1 INTRODUCTION, AIMS AND GENERAL PRINCIPLES


CHAPTER 1
INTRODUCTION, AIMS AND GENERAL PRINCIPLES


What does looking at contract in perspective mean? Whose perspective is being referred to and why does it matter? In my view, the first perspective we should start with is yours. By the time you finish reading this book you will probably have made tens, if not hundreds, of contracts. Each time you buy a pair of jeans or a CD, go to a nightclub, get on a bus, rent a DVD, order a book from Amazon or register for your latest course, you are entering into a contract. Few people in a modern society could survive without exchanging their labour for money, and their money for goods and services. Moreover, each exchange you make is probably only possible because of earlier exchanges between, for instance, the music store and the distributor, the distributor and the record company, the record company and the artist, and the artist and his or her manager. It should soon become clear to you that the law of contract is not a remote and archaic body of rules but a living area of law with which you engage on a daily basis.


The second perspective from which you are encouraged to look at the law of contract from is that of the business community. A number of historians have highlighted the fact that it was this community that the law of contract was developed to serve during the industrial revolution. But in the twenty-first century we are still debating the extent to which the needs of the business community are served by the law of contract. A host of empirical studies now inform our understanding of how law works in practice and its relevance to those who use it on a regular basis. At one level, the message of these studies is depressing. We have had to accept that the law of contract is frequently ignored and that it is often seen as irrelevant within the commercial sector. It would seem that contract law is in serious danger of becoming irrelevant or lacking in legitimacy if it continues to focus on the ‘paper deal’ at the expense of the ‘real deal’. This raises important issues for students of contract law. Should the law reflect the practice and needs of the business community or should it impose standards which lawyers think are appropriate regardless of whether these are of practical use? In the course of considering this very issue Lord Wilberforce has argued:



If I am faced with the alternative of forcing commercial circles to fall in with a legal doctrine which has nothing but precedent to commend it or altering the doctrine so as to conform with what commercial experience has worked out, I know where my choice lies. The law should be responsive as well as, at times, enunciatory, and good doctrine can seldom be divorced from sound practice. Miliangos v George Frank at para. 3


The lawyer’s view of contract tends to focus on the legal implications of contractual breakdown, on rights, obligations and the consequences of litigation, but the lawyer’s preoccupations by no means occupy the forefront of the businessperson’s mind. For someone in business the contract is primarily a facilitative device within an economic cycle, which turns on such processes as the acquisition of materials, the production of finished goods, marketing and sales, finance and payment. Business people and economists are most often concerned with the cost of contracting.
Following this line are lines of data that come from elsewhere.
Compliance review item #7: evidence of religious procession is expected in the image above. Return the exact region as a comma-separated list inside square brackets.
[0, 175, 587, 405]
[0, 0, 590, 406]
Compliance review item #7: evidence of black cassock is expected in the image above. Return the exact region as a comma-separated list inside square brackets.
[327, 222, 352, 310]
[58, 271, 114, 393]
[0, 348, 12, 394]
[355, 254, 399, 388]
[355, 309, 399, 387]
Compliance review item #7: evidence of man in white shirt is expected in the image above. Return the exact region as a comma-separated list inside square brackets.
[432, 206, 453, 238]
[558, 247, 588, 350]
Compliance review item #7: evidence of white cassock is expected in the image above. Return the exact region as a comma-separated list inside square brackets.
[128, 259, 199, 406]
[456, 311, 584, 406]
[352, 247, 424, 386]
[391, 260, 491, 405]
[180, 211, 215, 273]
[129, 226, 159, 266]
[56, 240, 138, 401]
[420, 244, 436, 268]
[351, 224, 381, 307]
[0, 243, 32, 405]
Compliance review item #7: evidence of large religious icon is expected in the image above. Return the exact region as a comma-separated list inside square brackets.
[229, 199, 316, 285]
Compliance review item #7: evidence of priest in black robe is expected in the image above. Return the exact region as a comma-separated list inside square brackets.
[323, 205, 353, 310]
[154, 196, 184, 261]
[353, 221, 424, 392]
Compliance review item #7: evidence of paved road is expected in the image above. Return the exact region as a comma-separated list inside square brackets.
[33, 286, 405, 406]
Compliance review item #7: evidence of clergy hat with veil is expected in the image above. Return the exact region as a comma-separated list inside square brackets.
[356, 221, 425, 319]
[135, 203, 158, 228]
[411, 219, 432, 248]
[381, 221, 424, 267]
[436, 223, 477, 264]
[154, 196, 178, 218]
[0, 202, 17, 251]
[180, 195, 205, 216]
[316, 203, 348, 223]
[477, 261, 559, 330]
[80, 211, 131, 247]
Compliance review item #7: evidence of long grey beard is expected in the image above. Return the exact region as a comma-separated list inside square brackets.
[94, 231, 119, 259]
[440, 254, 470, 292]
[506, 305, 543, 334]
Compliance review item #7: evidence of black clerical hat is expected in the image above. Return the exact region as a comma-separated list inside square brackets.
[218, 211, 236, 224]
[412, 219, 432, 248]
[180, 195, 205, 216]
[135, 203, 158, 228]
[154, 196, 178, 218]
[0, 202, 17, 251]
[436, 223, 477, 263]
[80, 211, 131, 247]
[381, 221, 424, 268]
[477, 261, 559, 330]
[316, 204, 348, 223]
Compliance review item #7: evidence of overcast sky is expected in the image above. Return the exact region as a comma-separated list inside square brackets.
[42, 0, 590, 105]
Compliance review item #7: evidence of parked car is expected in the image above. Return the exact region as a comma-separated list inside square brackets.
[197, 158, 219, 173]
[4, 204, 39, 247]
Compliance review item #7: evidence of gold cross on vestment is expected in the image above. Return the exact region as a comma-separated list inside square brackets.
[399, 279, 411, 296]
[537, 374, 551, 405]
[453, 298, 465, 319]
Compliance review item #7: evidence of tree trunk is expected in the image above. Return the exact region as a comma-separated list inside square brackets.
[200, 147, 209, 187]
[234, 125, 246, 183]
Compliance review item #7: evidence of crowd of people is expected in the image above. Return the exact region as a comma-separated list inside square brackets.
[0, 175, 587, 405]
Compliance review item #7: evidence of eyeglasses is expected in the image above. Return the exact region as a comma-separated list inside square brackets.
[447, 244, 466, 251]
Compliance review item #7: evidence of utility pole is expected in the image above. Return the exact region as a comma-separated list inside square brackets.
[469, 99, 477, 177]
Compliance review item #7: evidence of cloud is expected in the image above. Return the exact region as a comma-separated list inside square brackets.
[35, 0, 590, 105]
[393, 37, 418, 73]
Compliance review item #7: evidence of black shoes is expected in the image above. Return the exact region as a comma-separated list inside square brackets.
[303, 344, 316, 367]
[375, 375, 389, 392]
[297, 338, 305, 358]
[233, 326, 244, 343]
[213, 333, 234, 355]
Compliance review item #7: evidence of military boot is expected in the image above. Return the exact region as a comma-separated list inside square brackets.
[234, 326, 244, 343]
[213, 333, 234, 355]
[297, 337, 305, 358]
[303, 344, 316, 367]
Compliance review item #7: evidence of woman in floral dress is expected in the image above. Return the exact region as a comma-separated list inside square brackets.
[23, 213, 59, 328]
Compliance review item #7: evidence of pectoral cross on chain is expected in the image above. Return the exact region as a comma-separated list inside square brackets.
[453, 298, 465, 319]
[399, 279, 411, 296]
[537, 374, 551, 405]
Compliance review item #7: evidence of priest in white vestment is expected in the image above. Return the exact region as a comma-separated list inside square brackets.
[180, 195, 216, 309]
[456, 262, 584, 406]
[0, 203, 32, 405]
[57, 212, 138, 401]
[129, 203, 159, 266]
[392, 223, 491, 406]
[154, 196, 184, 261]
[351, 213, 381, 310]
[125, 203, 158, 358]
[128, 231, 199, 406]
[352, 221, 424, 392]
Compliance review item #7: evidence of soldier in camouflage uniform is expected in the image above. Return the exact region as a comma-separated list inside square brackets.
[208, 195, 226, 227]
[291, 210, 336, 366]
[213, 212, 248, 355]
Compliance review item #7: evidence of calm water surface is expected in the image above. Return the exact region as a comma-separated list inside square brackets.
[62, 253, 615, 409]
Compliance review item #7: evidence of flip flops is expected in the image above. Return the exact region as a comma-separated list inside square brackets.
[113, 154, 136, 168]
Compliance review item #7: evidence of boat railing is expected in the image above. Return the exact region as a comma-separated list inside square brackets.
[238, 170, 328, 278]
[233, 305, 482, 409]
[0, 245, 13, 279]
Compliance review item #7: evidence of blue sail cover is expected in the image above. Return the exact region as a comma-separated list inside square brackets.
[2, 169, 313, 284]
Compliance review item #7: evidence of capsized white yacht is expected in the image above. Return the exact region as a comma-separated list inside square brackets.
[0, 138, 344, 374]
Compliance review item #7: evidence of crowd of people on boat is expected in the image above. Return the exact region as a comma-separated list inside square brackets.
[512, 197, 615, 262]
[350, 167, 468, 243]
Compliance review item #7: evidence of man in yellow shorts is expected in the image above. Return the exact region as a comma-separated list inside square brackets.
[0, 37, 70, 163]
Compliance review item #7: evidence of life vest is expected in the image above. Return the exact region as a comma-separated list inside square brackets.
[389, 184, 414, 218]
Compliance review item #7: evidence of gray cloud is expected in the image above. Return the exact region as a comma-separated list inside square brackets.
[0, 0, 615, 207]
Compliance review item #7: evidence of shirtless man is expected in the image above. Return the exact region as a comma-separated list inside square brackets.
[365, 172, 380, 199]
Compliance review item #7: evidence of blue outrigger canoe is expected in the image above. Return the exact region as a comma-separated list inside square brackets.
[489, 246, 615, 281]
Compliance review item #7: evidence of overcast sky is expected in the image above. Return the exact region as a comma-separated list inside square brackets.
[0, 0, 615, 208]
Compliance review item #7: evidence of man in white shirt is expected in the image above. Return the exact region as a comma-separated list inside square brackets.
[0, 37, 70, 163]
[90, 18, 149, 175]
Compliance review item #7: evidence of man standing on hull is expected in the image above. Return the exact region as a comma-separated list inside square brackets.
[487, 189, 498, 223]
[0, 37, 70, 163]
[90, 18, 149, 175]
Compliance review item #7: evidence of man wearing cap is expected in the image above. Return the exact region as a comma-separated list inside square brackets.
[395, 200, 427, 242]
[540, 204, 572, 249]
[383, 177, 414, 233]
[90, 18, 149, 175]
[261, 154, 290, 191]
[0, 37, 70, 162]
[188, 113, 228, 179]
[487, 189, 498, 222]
For example, standard form contracts are less expensive to produce than ‘tailor-made’ documents. It is often the case that, for them, insistence on precise contractual performance is expensive in terms of both money and business relationships. It becomes clear that the lawyer, who only knows the law of contract, and little or nothing of the rest of contract, has only a small, incomplete, view of the commercial sector.


A final set of perspectives from which to view contracts are those provided by disciplines other than law. It is naïve to think that contracts are only of interest to lawyers. Contractual relationships are also of relevance to sociologist, anthropologists and economists interested in what fuels co-operation between individuals in society, the norms which emerge from the voluntarily imposed agreements that become contracts and how contracting parties can be given incentives to maximise their own gain and that of the broader economy. Viewed in this way, contract is not an end in itself but is a tool of social order. It is also an intensely political subject. Treatments of contract law that present the subject as a series of neutral rules and doctrines often fail to emphasise this point. Contractual doctrines reflect particular ideologies about how and whether contractual relationships should be governed, and are often hotly contested by those from the left and right of the political spectrum.


The main aim of this book is to present a broader view of the basic features of contract law than that found in the traditional ‘black letter’ treatments of the subject. The idea of understanding law in context is not new but the aim of looking at and beyond legal rules has been pursued more vigorously in some areas than in others. Most expositions of contract law do not venture beyond the rules. They tell us little or nothing of the social or economic significance of doctrines, or how they relate to the practices of the business community. The result is an unhealthy division between the study of formal law and an evaluation of the needs of the wider community it should be designed to serve. At a level suitable for student readers, this books attempts to remedy those defects.